Together Sydney and Melbourne accounted for 80 percent of all Chinese purchases of new housing down under, totalling $5.55 billion of the $6.9 billion invested by mainlanders last year, or 80 per cent of Chinese purchases
While the investment bank’s tally of Chinese home purchases nationwide comes in lower than the Investment Review Board’s report of $9.76 billion in housing sales, it shows a similarly rapid record of growth. According to Credit Suisse, purchases of Aussie housing by Chinese in 2014 were equivalent to nearly 25 percent of the total sold from 2009 through the end of 2014, and accounted for 15 percent of new home sales nationwide.
Chinese Purchases Driving Up Housing Prices
Credit Suisse was clear that Chinese demand was driving up Australian home prices, but predicted that this would be positive for the local economy so long as purchases were confined to new housing projects.
According to Credit Suisse’ analysis, home prices in Sydney rose 13.9 percent in the last 12 months, with Melbourne climbing at 5.6 percent on the back of the highest volume of transactions since 2010.

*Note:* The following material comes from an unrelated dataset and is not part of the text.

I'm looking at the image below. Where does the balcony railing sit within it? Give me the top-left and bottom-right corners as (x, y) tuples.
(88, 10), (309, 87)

Public concern over illegal purchases of existing homes by Chinese buyers has led Australia’s government to get tough with overseas investors who skirt the existing rules.
In February the country’s Treasurer, Joe Hockey, announced the stricter rules, which call for a fee of A$5,000 (US$3,900) on purchases of existing homes valued at less than A$1 million ($781,000), and further fees of A$10,000 for every additional A$1 million in home investment by non-Australians.
In the most celebrated case of illicit home purchasing to date, Australia earlier this year forced China’s Evergrande Real Estate to sell off an A$39 million (US$33.4 million) mansion in Sydney that had been illegally acquired through a shell company. Evergrande’s billionaire boss, Xu Jiayin is said to have successfully sold off his short-lived Aussie pied a terre at the end of April.